The 14th issue of Vertigo’s relaunch of the Lucifer comic book series is notable for two reasons.
First, it marks the start of a new story arc. The previous issue (which we have reviewed before) was a holiday special that serves as a much needed break after Lucifer and his cohorts have finally solved the mystery of who killed God (addressed in our review of the first issue here). It turns out that it was not so much a murder as it is a suicide, with God destroying himself so that he can be reborn. (The trouble with this is that this God 2.0 seems to be more in line with the Old Testament version of God – vengeful, aggressive, and autocratic.)

Only the timely intervention of the half-human/half-angel character Ellaine Belloc (who took over as the God of this creation in the pages of the original Lucifer series) saved Earth from being wiped out. Ellaine preferred to stay neutral, but thanks to Lucifer’s machinations, was dragged into the conflict.

With an implicit temporary ceasefire between the Host of God and Lucifer’s motley faction, issues #14 and #15 delve into what both sides are doing as they shore up their defenses and prepare for an all-out war. This boils down to God offering Lucifer’s illegitimate son a chance at revenge, and Lucifer looking for the angel Gabriel’s missing heart (which he believes to be crucial in gaining enough power to take on the Creator.)

The second reason why the 14th issue is notable is that it is the point where scribe Richard Kadrey takes over writing duties from previous author Holly Black. In our review of Lucifer #13, we criticized Mr Kadrey’s mischaracterization of Lucifer. But issues #14 and #15 show that our doubts were premature. Mr Kadrey has returned the sardonic, Machiavellian Lucifer that made the original series by writer Mike Carey so engaging.

Mr Kadrey’s depiction of Lucifer’s manipulative tendencies are best demonstrated in one scene, where Lucifer intentionally tried to coerce Gabriel into abandoning a personal mission. Lucifer says that he needs the fallen angel to do a more important task. Lucifer was unsuccessful in this and Gabriel went on to prioritize his personal task. But it was then revealed by Lucifer’s sometime consort Mazikeen that this was in fact Lucifer’s way of getting rid of Gabriel without hurting the fallen angel’s ego (Lucifer recognizing that they may need him later on).

This is not to say that the title is all smooth sailing in terms of quality.
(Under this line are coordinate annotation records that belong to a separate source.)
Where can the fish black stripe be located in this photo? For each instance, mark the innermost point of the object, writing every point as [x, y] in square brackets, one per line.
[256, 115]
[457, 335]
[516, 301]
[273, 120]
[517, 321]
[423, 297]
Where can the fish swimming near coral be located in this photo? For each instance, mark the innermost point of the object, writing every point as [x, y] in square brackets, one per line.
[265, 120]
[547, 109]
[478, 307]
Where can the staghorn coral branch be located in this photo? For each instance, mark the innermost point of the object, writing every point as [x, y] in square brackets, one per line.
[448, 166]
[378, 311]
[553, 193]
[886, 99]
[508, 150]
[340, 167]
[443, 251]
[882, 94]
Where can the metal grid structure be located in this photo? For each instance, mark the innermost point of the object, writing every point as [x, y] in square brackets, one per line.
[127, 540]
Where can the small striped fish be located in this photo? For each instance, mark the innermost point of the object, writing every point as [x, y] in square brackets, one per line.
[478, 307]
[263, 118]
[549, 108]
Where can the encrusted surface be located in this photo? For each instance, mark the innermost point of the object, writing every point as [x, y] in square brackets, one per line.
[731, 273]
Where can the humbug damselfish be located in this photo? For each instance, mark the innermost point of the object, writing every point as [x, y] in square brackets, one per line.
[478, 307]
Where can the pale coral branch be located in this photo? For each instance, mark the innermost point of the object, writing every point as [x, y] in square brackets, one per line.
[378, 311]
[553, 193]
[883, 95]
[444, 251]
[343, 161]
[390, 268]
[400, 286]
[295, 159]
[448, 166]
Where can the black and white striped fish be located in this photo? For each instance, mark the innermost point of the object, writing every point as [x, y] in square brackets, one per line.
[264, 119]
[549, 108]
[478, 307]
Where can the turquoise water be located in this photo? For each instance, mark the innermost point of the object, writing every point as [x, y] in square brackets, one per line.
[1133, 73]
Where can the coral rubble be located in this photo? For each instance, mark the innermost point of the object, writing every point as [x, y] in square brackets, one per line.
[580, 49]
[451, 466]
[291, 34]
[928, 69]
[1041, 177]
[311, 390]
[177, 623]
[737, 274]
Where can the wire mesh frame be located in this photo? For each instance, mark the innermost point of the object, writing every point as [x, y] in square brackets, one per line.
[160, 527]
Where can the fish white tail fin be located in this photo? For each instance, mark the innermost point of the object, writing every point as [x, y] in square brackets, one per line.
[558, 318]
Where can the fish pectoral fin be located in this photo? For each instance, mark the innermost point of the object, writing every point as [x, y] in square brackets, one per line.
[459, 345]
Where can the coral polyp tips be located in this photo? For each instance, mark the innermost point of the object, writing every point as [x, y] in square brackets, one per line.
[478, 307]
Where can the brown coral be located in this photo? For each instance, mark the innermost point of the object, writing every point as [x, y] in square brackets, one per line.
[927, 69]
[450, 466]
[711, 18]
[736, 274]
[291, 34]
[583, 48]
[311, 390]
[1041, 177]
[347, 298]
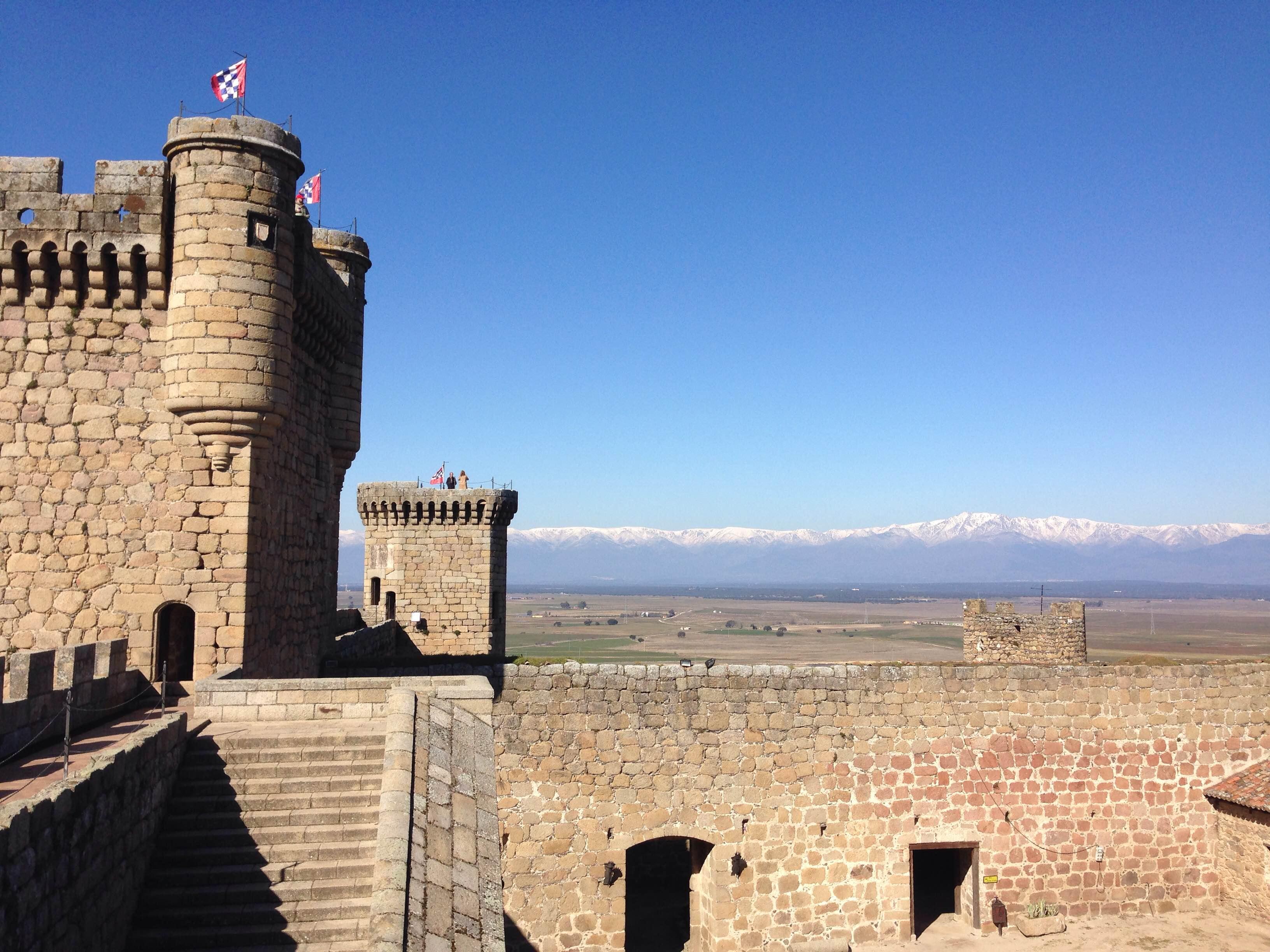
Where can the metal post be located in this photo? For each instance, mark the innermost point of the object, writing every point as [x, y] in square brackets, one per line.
[67, 738]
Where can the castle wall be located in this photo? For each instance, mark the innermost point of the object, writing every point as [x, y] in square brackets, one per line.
[1244, 860]
[74, 856]
[1007, 638]
[441, 554]
[821, 779]
[179, 394]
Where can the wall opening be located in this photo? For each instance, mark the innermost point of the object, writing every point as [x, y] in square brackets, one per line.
[663, 912]
[176, 643]
[944, 881]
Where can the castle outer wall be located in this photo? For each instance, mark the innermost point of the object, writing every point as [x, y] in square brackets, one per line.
[823, 779]
[179, 400]
[1005, 636]
[441, 554]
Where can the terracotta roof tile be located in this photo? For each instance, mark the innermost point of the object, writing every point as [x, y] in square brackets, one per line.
[1249, 788]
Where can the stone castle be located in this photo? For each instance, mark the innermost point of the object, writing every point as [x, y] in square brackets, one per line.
[181, 400]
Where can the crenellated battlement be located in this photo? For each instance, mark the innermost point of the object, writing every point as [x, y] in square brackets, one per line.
[409, 504]
[441, 555]
[181, 361]
[106, 249]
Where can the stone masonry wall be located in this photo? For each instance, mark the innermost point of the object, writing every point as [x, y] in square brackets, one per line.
[441, 554]
[1006, 638]
[95, 678]
[1244, 860]
[822, 777]
[74, 856]
[136, 465]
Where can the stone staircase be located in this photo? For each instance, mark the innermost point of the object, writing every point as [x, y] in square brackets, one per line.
[268, 841]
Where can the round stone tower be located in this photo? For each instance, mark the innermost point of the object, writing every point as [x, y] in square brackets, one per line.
[436, 562]
[228, 360]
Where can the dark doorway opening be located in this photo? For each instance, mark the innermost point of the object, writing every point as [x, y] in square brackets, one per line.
[660, 900]
[176, 643]
[944, 879]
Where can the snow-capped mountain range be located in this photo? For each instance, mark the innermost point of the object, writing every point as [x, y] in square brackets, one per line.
[967, 526]
[967, 548]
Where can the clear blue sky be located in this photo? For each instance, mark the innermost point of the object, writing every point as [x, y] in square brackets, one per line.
[759, 264]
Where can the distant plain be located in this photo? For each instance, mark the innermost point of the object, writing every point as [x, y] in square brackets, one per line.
[910, 630]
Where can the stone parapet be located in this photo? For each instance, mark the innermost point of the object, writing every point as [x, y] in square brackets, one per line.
[95, 678]
[181, 383]
[74, 856]
[821, 779]
[409, 504]
[436, 562]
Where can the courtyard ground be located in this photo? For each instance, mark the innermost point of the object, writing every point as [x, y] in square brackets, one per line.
[1174, 932]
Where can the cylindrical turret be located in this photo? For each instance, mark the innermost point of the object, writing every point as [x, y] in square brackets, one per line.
[233, 261]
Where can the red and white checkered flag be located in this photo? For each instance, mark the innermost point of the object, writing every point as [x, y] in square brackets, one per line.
[232, 83]
[312, 189]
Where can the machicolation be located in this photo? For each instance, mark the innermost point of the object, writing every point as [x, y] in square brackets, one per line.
[179, 403]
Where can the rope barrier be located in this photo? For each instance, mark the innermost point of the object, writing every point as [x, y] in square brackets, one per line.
[33, 739]
[56, 761]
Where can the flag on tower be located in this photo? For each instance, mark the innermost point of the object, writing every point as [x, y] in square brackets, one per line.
[312, 189]
[232, 83]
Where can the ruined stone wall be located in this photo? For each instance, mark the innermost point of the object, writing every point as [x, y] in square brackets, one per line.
[158, 334]
[441, 554]
[822, 777]
[1007, 638]
[1244, 860]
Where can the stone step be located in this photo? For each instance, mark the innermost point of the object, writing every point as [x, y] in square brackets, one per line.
[263, 819]
[230, 802]
[239, 786]
[280, 771]
[284, 739]
[304, 871]
[251, 894]
[314, 835]
[291, 936]
[261, 854]
[286, 914]
[202, 756]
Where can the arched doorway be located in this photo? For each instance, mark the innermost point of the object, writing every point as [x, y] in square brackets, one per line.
[176, 641]
[663, 912]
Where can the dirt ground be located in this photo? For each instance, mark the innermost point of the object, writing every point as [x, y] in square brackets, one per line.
[1174, 932]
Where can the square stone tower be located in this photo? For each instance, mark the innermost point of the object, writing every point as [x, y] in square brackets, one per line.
[181, 378]
[436, 562]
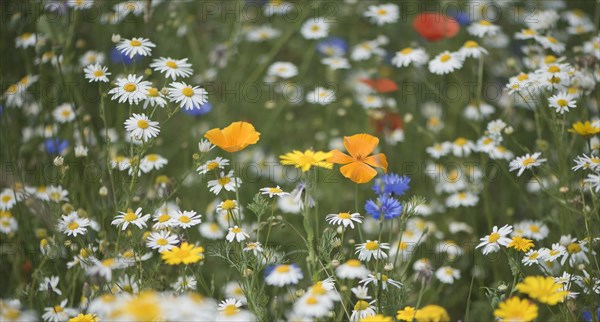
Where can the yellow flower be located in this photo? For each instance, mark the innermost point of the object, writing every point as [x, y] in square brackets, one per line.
[432, 313]
[84, 318]
[307, 159]
[376, 318]
[185, 253]
[236, 137]
[515, 309]
[358, 165]
[543, 289]
[584, 129]
[406, 314]
[521, 244]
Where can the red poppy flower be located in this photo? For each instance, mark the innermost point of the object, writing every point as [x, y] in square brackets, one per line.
[381, 85]
[435, 26]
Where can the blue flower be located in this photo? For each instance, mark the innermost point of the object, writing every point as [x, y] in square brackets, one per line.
[199, 110]
[56, 146]
[386, 206]
[332, 46]
[391, 183]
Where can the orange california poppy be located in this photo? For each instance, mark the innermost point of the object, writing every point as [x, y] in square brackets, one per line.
[236, 137]
[358, 165]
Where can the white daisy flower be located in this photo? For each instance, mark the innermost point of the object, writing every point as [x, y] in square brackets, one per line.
[483, 28]
[446, 63]
[371, 248]
[161, 240]
[352, 269]
[216, 164]
[344, 218]
[141, 128]
[189, 97]
[283, 274]
[315, 28]
[276, 191]
[525, 162]
[225, 181]
[472, 49]
[172, 68]
[64, 113]
[447, 274]
[130, 89]
[492, 242]
[50, 284]
[283, 70]
[186, 219]
[131, 218]
[96, 73]
[382, 14]
[73, 225]
[321, 96]
[136, 46]
[236, 233]
[407, 56]
[562, 102]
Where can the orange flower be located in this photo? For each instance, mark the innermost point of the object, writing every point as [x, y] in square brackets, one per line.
[358, 165]
[236, 137]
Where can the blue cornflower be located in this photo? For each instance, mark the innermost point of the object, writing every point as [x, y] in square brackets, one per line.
[198, 110]
[391, 183]
[386, 206]
[56, 146]
[332, 46]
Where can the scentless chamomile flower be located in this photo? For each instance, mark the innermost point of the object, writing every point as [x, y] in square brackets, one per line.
[136, 46]
[130, 89]
[526, 162]
[172, 68]
[344, 219]
[131, 218]
[409, 55]
[446, 63]
[96, 73]
[283, 274]
[491, 243]
[141, 127]
[73, 225]
[187, 96]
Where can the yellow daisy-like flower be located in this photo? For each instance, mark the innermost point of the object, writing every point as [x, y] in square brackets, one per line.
[543, 289]
[521, 244]
[84, 318]
[406, 314]
[186, 254]
[584, 129]
[432, 313]
[515, 309]
[307, 159]
[376, 318]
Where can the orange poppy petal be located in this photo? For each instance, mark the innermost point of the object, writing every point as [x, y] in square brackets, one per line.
[216, 137]
[358, 172]
[377, 160]
[360, 145]
[339, 157]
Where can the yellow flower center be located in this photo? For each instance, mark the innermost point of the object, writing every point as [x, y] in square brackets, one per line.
[493, 237]
[130, 87]
[130, 216]
[344, 215]
[186, 91]
[143, 124]
[574, 248]
[372, 245]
There are a few subpar elements to Mr Kadrey’s story. One of these comes in the form of the mage detective Arabelle, whom Lucifer has tasked with finding Gabriel’s missing heart. Arabelle, in both visuals and character history, looks like a slightly-altered and gender-swapped version of the character John Constantine from Vertigo Comics’ acclaimed series “Hellblazer”. Everything from the short, blonde hair, to the sarcastic dialogue, and right down to the trenchcoat/cigarette combo screams a female incarnation of John Constantine. We wonder whether there is a story-related reason for the similarities. If not, then this comes off as hokey and cheap, and possibly a workaround for that fact that John Constantine has been transformed in recent times from a skulking and ambiguously motivated survivor with knowledge rather than power, into a spell-chanting superhero.

All in all, however, Mr Kadrey’s first two full issues shows that “Lucifer” is in capable hands. There are a lot of future plots seeded in these two issues. The final page teases an eventual showdown between three generations of extremely powerful entities, as Lucifer arms himself in preparation for a fight with both his son and his father. The biblical grandeur of the title is back.